Lo #staisereno infinito Renzi massacra ancora Letta

Affondo dell'ex segretario: "L'Europa non lo voleva". La replica piccata: "Rimesta tra note vicende del 2014"

Matteo Renzi alla Feltrinelli di Palermo
Matteo Renzi alla Feltrinelli di Palermo

Matteo Renzi contro Enrico Letta, Enrico Letta contro Matteo Renzi: la storia infinita di una rivalità che iniziò con il famoso hashtag «Enrico stai sereno», e culminò in quel gelido scambio di campanello a Palazzo Chigi, continua a ripetersi. E cinque anni dopo i due sono ancora lì, a incrociare le armi in un duello eterno come quello dei due ufficiali napoleonici, intenti a rincorrersi per tutta Europa, del racconto di Joseph Conrad.
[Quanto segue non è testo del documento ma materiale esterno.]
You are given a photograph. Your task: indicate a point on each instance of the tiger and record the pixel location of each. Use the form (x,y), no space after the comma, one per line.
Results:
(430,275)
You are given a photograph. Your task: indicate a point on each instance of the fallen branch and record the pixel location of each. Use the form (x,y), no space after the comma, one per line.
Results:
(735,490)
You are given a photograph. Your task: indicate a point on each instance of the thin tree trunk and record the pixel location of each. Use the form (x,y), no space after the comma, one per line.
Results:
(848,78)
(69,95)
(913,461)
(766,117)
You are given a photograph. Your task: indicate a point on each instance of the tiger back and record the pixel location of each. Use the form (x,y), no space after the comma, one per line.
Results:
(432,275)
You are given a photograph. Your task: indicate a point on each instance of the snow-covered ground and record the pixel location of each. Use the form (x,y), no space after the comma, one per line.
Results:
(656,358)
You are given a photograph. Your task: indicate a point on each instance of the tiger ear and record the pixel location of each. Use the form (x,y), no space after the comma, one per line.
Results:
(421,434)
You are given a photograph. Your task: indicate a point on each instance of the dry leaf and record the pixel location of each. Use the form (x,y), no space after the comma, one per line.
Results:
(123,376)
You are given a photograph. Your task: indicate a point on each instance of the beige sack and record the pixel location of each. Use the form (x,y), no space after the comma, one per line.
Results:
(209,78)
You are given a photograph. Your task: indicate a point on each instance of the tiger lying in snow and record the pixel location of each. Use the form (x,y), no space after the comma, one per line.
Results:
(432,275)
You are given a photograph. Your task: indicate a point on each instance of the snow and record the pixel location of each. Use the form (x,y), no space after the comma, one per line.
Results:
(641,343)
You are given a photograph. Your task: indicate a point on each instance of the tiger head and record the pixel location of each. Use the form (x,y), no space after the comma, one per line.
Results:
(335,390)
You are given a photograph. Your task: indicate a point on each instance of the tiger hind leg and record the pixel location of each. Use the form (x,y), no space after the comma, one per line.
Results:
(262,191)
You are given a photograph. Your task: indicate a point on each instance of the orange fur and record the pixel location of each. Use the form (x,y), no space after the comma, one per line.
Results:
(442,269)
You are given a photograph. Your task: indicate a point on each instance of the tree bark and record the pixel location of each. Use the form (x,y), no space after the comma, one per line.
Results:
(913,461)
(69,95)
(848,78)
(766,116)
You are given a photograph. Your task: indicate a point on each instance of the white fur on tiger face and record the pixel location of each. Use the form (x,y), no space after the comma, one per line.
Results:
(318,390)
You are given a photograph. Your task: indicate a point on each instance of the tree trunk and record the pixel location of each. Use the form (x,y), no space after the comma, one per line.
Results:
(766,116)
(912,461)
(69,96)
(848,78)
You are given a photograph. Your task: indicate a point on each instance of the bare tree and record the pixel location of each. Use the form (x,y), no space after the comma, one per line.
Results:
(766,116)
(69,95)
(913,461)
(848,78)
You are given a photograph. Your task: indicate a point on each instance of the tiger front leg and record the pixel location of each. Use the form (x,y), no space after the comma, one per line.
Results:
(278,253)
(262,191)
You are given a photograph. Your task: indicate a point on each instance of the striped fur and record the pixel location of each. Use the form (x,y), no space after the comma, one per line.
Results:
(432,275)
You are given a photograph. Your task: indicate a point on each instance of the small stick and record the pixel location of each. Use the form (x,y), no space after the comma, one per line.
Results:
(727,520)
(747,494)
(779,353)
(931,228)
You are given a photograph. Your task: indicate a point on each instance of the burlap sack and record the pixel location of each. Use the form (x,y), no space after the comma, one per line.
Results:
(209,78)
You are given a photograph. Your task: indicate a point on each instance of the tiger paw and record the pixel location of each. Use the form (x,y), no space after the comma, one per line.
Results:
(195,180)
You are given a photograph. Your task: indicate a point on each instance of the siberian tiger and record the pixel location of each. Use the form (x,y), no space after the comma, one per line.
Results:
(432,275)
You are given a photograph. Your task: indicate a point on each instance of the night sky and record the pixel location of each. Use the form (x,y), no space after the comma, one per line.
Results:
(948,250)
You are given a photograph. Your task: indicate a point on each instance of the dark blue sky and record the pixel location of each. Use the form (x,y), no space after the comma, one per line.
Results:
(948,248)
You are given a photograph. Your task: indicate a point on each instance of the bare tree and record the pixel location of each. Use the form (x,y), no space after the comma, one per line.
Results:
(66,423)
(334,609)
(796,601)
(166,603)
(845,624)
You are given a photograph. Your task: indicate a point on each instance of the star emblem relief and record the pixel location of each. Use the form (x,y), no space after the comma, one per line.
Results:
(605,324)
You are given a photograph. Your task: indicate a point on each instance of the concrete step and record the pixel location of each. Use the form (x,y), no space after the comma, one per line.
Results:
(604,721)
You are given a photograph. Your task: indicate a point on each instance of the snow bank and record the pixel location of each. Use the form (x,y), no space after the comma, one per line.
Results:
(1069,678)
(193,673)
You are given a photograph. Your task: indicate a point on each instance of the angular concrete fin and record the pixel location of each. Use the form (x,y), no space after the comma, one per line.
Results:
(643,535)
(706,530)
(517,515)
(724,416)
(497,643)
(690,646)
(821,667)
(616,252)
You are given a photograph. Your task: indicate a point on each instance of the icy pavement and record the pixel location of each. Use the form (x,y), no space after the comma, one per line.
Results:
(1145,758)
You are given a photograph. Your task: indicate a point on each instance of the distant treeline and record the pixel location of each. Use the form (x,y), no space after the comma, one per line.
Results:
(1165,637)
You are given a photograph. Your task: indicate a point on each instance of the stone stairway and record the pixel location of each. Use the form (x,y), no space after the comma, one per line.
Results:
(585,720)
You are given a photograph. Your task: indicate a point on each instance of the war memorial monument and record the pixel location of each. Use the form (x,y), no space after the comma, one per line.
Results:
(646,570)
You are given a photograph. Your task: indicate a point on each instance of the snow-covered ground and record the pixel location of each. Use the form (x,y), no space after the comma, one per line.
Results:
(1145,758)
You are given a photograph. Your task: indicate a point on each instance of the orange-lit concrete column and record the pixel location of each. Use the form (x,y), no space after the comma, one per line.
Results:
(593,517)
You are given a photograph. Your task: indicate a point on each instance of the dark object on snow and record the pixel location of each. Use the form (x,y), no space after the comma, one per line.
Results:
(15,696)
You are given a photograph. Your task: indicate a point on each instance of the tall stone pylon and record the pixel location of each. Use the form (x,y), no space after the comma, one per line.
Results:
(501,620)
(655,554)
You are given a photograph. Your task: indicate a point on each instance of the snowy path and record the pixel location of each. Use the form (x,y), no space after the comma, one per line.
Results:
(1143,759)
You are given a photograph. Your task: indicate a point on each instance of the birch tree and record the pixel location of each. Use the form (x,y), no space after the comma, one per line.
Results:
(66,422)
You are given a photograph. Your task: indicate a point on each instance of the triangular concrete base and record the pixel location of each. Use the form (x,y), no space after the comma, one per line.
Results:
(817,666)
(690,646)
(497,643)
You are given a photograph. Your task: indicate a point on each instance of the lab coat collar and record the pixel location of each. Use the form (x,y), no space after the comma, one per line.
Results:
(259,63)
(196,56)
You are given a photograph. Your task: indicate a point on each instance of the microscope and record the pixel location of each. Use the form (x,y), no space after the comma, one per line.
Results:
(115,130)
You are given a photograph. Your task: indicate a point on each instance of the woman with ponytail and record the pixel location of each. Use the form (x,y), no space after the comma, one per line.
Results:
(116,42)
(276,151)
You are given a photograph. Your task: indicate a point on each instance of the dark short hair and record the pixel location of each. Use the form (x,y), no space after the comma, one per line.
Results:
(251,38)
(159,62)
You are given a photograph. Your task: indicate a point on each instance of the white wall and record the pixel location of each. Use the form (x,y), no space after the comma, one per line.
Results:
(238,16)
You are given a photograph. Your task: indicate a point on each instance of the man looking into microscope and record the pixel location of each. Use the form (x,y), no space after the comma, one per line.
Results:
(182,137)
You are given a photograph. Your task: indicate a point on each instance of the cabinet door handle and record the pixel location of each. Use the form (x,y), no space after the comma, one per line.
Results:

Personalità diverse, diverse armi: Renzi, da RepIdee, usa la sciabola. Letta, replicandogli via Twitter, usa un fioretto affilato come un rasoio.

L'ex premier ed ex segretario del Pd, ora «senatore semplice» come gli piace autodefinirsi, era protagonista ieri alla festa estiva del quotidiano La Repubblica. Stuzzicato dalle domande di Stefano Cappellini, non ha resistito alla tentazione di lanciare qualche strale in direzione del suo predecessore a capo del governo. Affondando innanzitutto la possibile candidatura di Letta alla guida del Consiglio europeo, di cui molto si è parlato in questi giorni, e contro cui Lega e Cinque Stelle (anche se Di Maio non ha capito di che incarico si tratti, e lo confonde con la Commissione Ue) si sono scagliati. Per Renzi (che in realtà sarebbe anch'egli un potenziale candidato, in quanto ex presidente del Consiglio) la candidatura non esiste: «Ho l'impressione che sia molto forte nelle redazioni italiane, più che nelle cancellerie europee», afferma sornione, sbeffeggiando - senza citarla - anche la medesima Repubblica, che nei giorni scorsi è stato il quotidiano più deciso nel riferire che Letta era in pole position per la poltrona di Donald Tusk. Non è la prima volta che si parla di Letta candidato a quel ruolo: nel 2014 il governo presieduto proprio da Renzi fu accusato di aver boicottato la nomina. Lui ha più volte negato che sia andata così: «Se Francia e Germania avessero voluto Enrico presidente del Consiglio, lo avrei portato di corsa», dice. Ma, ha spiegato più volte, «questa ipotesi non è mai esistita, anche perché fu la Merkel in persona a dirmi che l'Italia, per poter ambire a quell'incarico, avrebbe dovuto rinunciare alla Banca Centrale europea», cioè alla presidenza di Mario Draghi.

Ma non finisce qui: viene rievocata anche la saga della successione a Palazzo Chigi, e le voci di un complottone renziano per rubare il posto al collega di partito. Non fu così, secondo l'ex leader dem: Letta è andato a casa per sua colpa, dice Renzi, perché «i risultati economici di quel governo erano devastanti - ha ribadito per l'ennesima volta - il Pil era a -1,7%, le riforme erano bloccate, il Parlamento fermo e quindi ci assumemmo la responsabilità di un cambio». E fu proprio la minoranza antirenziana del Pd, ricorda, con il capogruppo Speranza, Cuperlo e gli altri, a spingere per il cambio della guardia prima del temuto voto alle Europee, e a «sfiduciare» Letta in una drammatica riunione della direzione del partito. Poi, però, «la vicenda con Letta è falsata dalla mitica discussione sullo stai sereno».

La risposta di Enrico Letta non si fa attendere.

Arriva con un tweet, e dietro il tono distaccato le parole sono taglienti come un rasoio: «Leggo Matteo Renzi prendersela ancora con me scrive l'ex premier che si è ritirato dalla politica italiana dopo quella sconfitta, rimestando sulle stranote vicende del 2014 (5 anni fa una vita). Mi permetto un consiglio, sulla base della mia personale esperienza: volti pagina, guardi avanti. Si fanno cose interessanti e si sta anche meglio».